Description
Gulbel is a native plant from India, also known to be found in Far East, primarily in rainforests. The plant is climbing shrub with heart-shaped leaves. It has stems about 6 cm in diameter, with light grey, papery bark. The leaves are 7.5-14 cm long, 9-17 cm broad, broadly ovate or orbicular, deeply heart shaped at the base. Tiny greenish yellow flowers occur in racemes 7-14 cm long. Flowers have 3+3 sepals in 2 layers, the outer ones are small, the inner large large. Six stamens prominently protrude out. The plant flowers during the summer and fruits during the winter. Gulbel prefers acid, neutral or basic alkaline soil. It can grow in semi-shade or no shade. Requiring moist soil. Gulbel grows easily without chemical fertilizers, and use of pesticides.
Characteristics:
A large woody succulent climbing shrub. Bark grayish brown, corky, young shoots glabrous, flaking with age, stem striate, scattered with lenticels, branches striate, generally sending down long aerial roots from the host trees, where they spread. Leaves simple, alternate, broadly ovate, cordate or suborbicular, 4-17 x 4.5-14 cm across, base cordate to sinuate, margin entire, apex deeply acuminate or cuspidate, chartaceous, membranous, thin, green, glabrous above, paler glabrous with glandular papillose patches beneath, strong basal veins 5-7, impressed above and prominent beneath, lateral veins 2-3 pairs, veinlets fine and close, petiole twisted, swollen near the base, pulvinate, glabrous, about 2-7 cm long. Inflorescence axillary or on old leafless stems, slender, pseudo-racemose cymes, about 4-15 cm long. Flowers unisexual, fascicled, yellow, pedicellate. Male flowers, pedicels slender, glabrous about 3-4 mm long, sepals 6, in 2 series, inner series larger, elliptic, concave, about 3-4 mm long, outer series smaller, about 1-1.5 mm long, free, imbricate, subelliptic, apex acute, petals 6, free, rhomboidal, obovate, lateral edges inrolled, fleshy, stamens 6, free, filaments clavate, about 3 mm long, anthers loculed, subextrorse, obliquely or longitudinally dehisced.

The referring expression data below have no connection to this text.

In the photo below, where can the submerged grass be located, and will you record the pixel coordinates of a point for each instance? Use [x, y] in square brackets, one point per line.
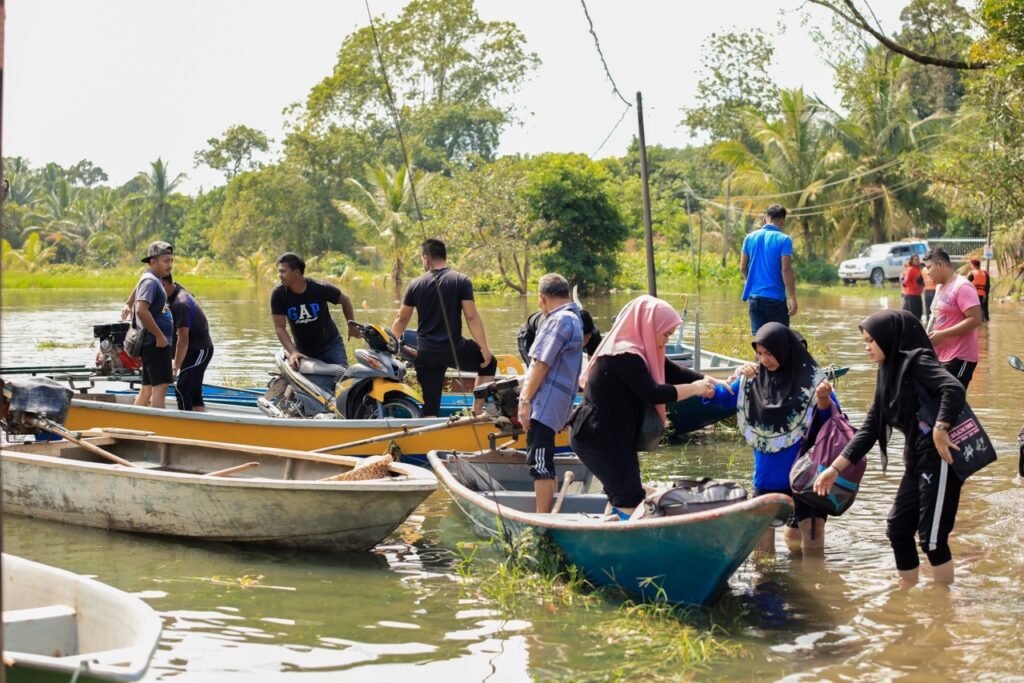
[649, 638]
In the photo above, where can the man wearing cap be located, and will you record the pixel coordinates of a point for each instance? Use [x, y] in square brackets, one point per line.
[150, 303]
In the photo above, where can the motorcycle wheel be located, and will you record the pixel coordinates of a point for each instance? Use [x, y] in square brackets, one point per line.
[395, 406]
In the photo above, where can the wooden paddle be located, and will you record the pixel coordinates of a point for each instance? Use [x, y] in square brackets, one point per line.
[59, 429]
[566, 481]
[232, 470]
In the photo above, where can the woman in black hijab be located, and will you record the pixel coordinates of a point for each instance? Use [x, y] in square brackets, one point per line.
[929, 494]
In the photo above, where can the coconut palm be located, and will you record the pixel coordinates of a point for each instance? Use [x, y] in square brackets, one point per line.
[883, 127]
[380, 209]
[795, 159]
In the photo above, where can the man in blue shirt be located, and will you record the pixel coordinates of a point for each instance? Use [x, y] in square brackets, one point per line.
[766, 263]
[547, 399]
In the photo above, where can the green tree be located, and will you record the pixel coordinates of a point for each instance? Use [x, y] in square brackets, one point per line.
[794, 159]
[233, 152]
[735, 78]
[381, 209]
[581, 226]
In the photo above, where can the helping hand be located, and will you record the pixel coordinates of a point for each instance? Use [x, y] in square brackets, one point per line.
[294, 358]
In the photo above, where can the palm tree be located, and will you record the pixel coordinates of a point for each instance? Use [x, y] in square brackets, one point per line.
[156, 191]
[381, 210]
[882, 129]
[795, 160]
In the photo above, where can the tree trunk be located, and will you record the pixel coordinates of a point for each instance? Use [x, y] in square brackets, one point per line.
[879, 219]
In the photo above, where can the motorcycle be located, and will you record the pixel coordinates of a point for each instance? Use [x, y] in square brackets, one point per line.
[372, 388]
[1017, 364]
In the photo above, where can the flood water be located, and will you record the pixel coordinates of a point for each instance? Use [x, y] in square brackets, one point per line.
[400, 611]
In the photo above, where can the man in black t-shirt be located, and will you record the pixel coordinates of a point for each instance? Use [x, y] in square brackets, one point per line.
[193, 345]
[303, 304]
[440, 297]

Female flowers, sepals and petals similar as in male flowers, staminodes 6, carpels 3, curved-ellipsoid, about 2 mm long, glabrous, style short, stigma capitate. Fruits drupes, ovoid or globose, glabrous, shining, bright red when ripe, about 5-7 mm across, stalks about 4-7 mm long, pericarp thin, style scar subterminal, endocarp bony, very thin, subrotund or broadly elliptic about 6-7 mm long, rounded, flattened ventral, slightly papillose on surface, style scars subbasal. Seeds curved or half moon shape, endospermic, cotyledons flattened, leaflike, radicle short.
Medicinal use:
The herb has a long history in use by practitioners of Ayurveda. Known by its practitioners to treat convalescence from severe illness, arthritis (or joint diseases), liver disease, eye diseases, urinary problems, anemia, cancer, diarrhea, and diabetes. Also, help remove toxins from the body. The plant is cultivated by stem cutting in the month of May-June and used in Tibetan medicine. The herb is known to have a sweet, bitter and acid taste. Extracted from the stem and root is a nutrient starch used to treat chronic diarrhea and dysentery. According to a legend, the herb is known locally as giloya or "heavenly elixir": Kept the angels eternally young.